Landmark case clips Sars’ wings

In a landmark judgement in the Gaertner case, delivered by Judge Rogers on April 8 this year in the Western Cape High Court, the farreaching draconian powers of the Commissioner for the South African Revenue Services’ Customs and Excise component were drastically reduced. The provisions of sections 4(4)(a)(i) to (ii), 4(4)(b) and 4(5) to (6) of the Customs and Excise Act No. 91 of 1964 were found to be constitutionally invalid. Importantly Sars’ counsel conceded that the section was unconstitutional and so the case cannot be taken on appeal.
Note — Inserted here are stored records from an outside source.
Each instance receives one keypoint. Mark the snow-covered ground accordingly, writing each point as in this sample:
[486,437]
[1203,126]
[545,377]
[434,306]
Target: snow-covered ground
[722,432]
The finding of unconstitutionality was not made retrospective and has been suspended for 18 months to allow Sars to make suitable amendments to the legislation. However, in the interim, the legislation has been substantively amended by the Court, which has ruled how section 4 must be read in the interim, effectively amending the relevant subsections. Prior to the judgement, Customs officers enjoyed wide-ranging search and seizure powers without having to obtain a warrant from a suitable judicial officer, even in the case of searching private homes. The effect of the judgement is that currently only routine searches may be conducted without warrant and only non-routine searches may be conducted without warrant at “designated premises” which include transit sheds, container terminals, any premises in respect of which a licence has been issued, and rebate stores. Non-routine and routine searches have been defined as follows: “‘non-routine search means a search which an officer has decided to conduct because a suspicion exists that a contravention of the Act has occurred and because the officer suspects that information pertaining to such contravention may be discovered if the premises in question are searched; routine search means any search, inspection or examination other than a non-routine search.”